Le Mont Granier, autrefois appelé Mont Apremont, qui culmine à 1933 mètres d'altitude se trouve à l'extrémité nord du massif de la Chartreuse, à la limite de la Savoie et du département de l'Isère, en sachant qu'à l'occasion des guerres entre Savoie et Dauphiné, les limites ont parfois varié. Voir note N°74 http://jean.delisle.over-blog.com/article-les-guerres-dauphine-savoie-110715942.html

Ce Mont a défrayé la chronique récemment, par suite d'éboulements, principalement les 8 janvier et 7 mai 2016.

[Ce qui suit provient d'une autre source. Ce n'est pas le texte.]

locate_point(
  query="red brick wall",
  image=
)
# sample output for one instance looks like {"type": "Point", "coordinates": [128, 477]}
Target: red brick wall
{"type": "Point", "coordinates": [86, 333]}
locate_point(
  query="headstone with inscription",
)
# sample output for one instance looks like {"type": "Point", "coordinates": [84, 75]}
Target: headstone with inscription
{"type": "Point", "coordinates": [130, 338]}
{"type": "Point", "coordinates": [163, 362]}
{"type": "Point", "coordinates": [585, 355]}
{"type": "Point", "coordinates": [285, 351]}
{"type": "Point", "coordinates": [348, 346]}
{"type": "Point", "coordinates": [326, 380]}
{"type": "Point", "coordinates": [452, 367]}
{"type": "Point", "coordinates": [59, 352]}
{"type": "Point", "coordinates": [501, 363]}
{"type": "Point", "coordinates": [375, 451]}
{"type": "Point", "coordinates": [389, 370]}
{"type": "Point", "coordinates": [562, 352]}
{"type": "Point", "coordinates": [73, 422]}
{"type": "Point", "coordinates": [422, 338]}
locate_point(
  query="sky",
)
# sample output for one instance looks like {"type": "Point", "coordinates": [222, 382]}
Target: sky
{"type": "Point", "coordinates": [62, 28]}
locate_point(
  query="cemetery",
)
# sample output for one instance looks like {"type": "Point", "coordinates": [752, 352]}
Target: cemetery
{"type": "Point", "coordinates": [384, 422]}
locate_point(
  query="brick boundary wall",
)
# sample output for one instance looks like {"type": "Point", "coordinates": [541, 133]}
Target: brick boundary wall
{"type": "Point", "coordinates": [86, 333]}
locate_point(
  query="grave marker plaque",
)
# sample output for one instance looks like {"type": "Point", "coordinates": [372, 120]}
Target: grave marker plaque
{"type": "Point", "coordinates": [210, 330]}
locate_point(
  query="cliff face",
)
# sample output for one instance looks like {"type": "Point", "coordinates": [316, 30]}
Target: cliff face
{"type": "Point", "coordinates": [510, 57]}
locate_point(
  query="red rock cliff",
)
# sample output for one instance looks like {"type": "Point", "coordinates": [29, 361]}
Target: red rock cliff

Voici ce que l'on peut lire sur le Mont Granier dans le « dictionnaire du Duché de Savoie » publié en 1840 et réédité en 2 volumes (2004 et 2005) par la Société Savoisienne d'Histoire et d'Archéologie (SSHA en abrégé, dont le siège est à Chambéry 244 quai de la Rize) :

« Le bouleversement de la nature que l'on observe dans ce local, parsemé de grandes masses calcaires, fut opéré par la chute d'une partie du mont Granier, dont l'échancrure en faucille correspond parfaitement aux décombres qui couvrent la plaine qui était au pied de cette montagne. Cet événement, que l'ignorance surchargea de contes ridicules et de fables, eut lieu le jour de Ste Catherine (25 novembre 1248). L'éboulement couvrit et détruisit cinq paroisses et particulièrement la ville de Saint André qui était le titre du décanat de Savoie… L'existence de cette ville (Saint André) est constatée par divers actes de notaires ou autres officiers publics qui y ont été passés avant 1248 ; ce qui prouve l'existence d'un vieux chapitre de chanoines réguliers et l'existence d'un tribunal ecclésiastique. »

Commentaires :

*L'éboulement de 1248 suscita de nombreux textes et beaucoup de controverses avec des désaccords sur la date de l'écroulement, ses causes, son mode, le nombre de villages ensevelis, le nombre de victimes…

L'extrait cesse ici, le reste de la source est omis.